でも、よく聞く年収の壁って何かが良くわからない方もいるはずです。
そこで今回は扶養の基礎基本についてお話していきます。

 

所得税と社会保険で違う“扶養”


「扶養」という言葉は一見シンプルですが、実は「税金の扶養」と「社会保険の扶養」で意味も仕組みも異なります。

税金の扶養(=所得税の扶養控除)では、扶養に入ると世帯主(たとえば夫)の所得税・住民税が軽くなる仕組みです。
たとえば配偶者がパート収入で年収103万円以内であれば、配偶者控除(38万円)が受けられ、夫の税金が減ります。

一方で、社会保険上の扶養では、「健康保険料」や「年金保険料」を自分で払うかどうかに関わります。
たとえばパートで年収130万円未満(かつ勤務時間が一定以下)であれば、配偶者の保険に「扶養家族」として加入でき、保険料を支払わずに済みます。
ところがこの年収を1円でも超えると、自分で月2~3万円の保険料を負担しなければなりません。

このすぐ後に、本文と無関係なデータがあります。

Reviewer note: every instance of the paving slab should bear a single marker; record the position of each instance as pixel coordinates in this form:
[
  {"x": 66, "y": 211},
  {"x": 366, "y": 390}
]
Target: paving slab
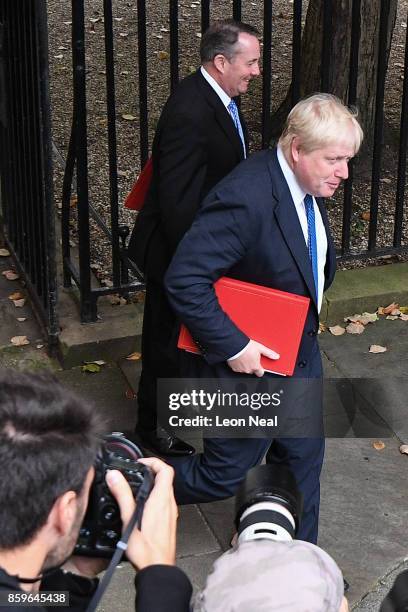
[
  {"x": 107, "y": 391},
  {"x": 363, "y": 514}
]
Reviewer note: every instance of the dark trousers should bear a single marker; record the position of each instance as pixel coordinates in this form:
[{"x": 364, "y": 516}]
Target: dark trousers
[
  {"x": 217, "y": 472},
  {"x": 159, "y": 353}
]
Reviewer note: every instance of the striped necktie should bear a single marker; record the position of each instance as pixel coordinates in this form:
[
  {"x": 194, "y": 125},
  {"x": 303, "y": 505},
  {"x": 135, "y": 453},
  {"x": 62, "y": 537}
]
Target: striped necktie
[
  {"x": 233, "y": 110},
  {"x": 311, "y": 238}
]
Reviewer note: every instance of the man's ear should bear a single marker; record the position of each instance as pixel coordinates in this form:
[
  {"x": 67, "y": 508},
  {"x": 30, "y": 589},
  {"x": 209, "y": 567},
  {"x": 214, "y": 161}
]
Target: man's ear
[
  {"x": 295, "y": 148},
  {"x": 219, "y": 62},
  {"x": 64, "y": 512}
]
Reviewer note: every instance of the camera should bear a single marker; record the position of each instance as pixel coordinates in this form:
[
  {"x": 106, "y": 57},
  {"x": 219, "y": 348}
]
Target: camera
[
  {"x": 102, "y": 526},
  {"x": 268, "y": 505}
]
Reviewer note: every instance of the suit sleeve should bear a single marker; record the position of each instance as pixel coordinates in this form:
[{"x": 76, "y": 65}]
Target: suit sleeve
[
  {"x": 225, "y": 229},
  {"x": 181, "y": 174},
  {"x": 160, "y": 588}
]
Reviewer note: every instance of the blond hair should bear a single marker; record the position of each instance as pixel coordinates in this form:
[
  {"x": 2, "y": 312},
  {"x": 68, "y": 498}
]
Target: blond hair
[{"x": 321, "y": 120}]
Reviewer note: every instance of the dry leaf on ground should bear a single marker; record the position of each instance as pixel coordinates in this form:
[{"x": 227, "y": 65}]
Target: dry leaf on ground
[
  {"x": 93, "y": 368},
  {"x": 378, "y": 445},
  {"x": 134, "y": 357},
  {"x": 355, "y": 328},
  {"x": 337, "y": 330},
  {"x": 377, "y": 348},
  {"x": 97, "y": 361},
  {"x": 19, "y": 340},
  {"x": 10, "y": 275},
  {"x": 388, "y": 309},
  {"x": 368, "y": 317},
  {"x": 352, "y": 318},
  {"x": 19, "y": 303},
  {"x": 17, "y": 295}
]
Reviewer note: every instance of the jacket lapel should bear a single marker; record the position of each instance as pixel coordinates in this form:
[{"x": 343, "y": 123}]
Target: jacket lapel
[
  {"x": 288, "y": 221},
  {"x": 222, "y": 116}
]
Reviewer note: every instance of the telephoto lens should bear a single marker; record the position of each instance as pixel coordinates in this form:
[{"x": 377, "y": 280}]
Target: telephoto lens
[{"x": 268, "y": 505}]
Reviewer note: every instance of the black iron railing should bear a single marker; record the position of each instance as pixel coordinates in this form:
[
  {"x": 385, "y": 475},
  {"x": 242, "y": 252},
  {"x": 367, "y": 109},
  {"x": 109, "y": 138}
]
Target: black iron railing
[{"x": 25, "y": 153}]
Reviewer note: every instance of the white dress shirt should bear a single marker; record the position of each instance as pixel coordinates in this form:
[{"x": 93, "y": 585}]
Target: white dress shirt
[{"x": 298, "y": 196}]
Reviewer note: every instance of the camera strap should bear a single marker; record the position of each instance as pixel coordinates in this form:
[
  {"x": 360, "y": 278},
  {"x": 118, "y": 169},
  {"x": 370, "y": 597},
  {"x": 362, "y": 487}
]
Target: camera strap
[{"x": 121, "y": 546}]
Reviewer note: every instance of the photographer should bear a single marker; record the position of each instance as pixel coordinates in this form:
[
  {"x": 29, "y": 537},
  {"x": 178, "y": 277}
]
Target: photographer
[
  {"x": 49, "y": 440},
  {"x": 267, "y": 569}
]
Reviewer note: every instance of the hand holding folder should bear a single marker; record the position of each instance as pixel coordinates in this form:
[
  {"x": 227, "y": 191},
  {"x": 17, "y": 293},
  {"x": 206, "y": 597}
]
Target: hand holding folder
[{"x": 271, "y": 317}]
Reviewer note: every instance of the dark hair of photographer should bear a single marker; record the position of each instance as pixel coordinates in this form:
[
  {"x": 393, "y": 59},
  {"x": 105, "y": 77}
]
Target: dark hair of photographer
[
  {"x": 48, "y": 443},
  {"x": 49, "y": 439}
]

このように、「扶養に入っているかどうか」は、実は複数の制度でそれぞれ違うルールがあるのです。

年収の壁


まず「103万円の壁」は、所得税が発生するボーダーです。
103万円のうち55万円が「給与所得控除」、残り48万円までは「基礎控除」で差し引かれるので、結果として所得税がゼロになります。
つまり、103万円までは税金がかかりません。

次に「130万円の壁」は、社会保険のラインです。
年収が130万円未満であれば、健康保険や年金を自分で払う必要はありません。
ですが130万円を超えると、自動的に会社の社会保険に加入する義務が出てきて、月2万円以上の保険料が発生する可能性があります。

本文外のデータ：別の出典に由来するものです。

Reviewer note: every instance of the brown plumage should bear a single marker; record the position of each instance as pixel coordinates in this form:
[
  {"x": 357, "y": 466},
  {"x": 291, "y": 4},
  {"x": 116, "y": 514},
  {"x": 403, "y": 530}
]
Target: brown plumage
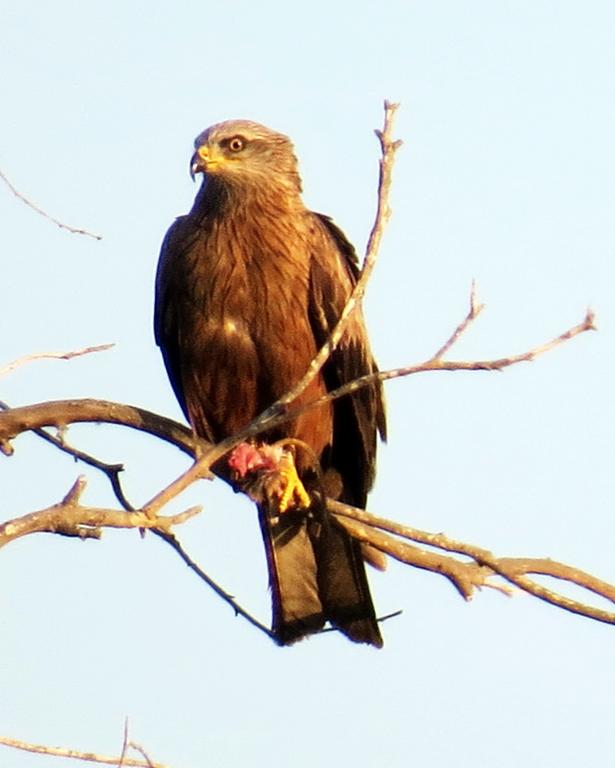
[{"x": 250, "y": 284}]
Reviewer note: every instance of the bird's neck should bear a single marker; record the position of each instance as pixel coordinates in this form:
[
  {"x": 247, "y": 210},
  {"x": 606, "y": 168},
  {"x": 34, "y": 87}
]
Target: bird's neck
[{"x": 227, "y": 200}]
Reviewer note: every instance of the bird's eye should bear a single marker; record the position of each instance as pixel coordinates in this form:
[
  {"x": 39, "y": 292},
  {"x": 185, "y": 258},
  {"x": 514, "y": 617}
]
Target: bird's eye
[{"x": 236, "y": 144}]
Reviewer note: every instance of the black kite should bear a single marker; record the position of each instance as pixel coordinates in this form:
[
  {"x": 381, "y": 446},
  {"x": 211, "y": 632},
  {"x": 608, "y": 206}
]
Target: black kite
[{"x": 249, "y": 286}]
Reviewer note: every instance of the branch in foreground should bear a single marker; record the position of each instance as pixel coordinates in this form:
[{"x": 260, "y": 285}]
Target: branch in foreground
[
  {"x": 69, "y": 518},
  {"x": 57, "y": 222},
  {"x": 468, "y": 576},
  {"x": 91, "y": 757}
]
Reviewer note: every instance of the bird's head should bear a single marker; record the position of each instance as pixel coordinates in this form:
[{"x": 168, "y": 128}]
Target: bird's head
[{"x": 241, "y": 153}]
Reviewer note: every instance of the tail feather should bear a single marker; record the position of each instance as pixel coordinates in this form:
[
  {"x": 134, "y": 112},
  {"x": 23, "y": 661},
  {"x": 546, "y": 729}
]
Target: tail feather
[{"x": 316, "y": 574}]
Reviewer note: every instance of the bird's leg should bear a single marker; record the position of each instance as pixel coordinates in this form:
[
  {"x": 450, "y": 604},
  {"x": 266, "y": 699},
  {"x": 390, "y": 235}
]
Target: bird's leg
[
  {"x": 284, "y": 487},
  {"x": 270, "y": 471}
]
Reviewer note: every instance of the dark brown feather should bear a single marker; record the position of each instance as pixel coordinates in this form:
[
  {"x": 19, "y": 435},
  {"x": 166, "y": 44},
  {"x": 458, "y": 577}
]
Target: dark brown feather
[{"x": 249, "y": 286}]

また、「150万円の壁」は「配偶者特別控除」の終了ラインです。
103万円を超えても、夫は段階的に税控除を受けることができますが、年収150万円を超えるとそれがなくなります。
つまり、「103万までは夫の税金が安くなる」「130万円を超えると保険料を払う」「150万円を超えると税金でも世帯のメリットが薄くなる」と覚えておくとよいでしょう。

住民税の非課税ライン


夫の所得がある程度あって、妻(または配偶者)が扶養内で働いた場合、夫の所得税や住民税が安くなります。
たとえば配偶者控除(38万円)があると、所得税で最大3.8万円、住民税で最大3.3万円程度安くなります。
配偶者特別控除も含めると、150万円まで徐々に減りながら最大7万円以上の減税効果になるケースもあります。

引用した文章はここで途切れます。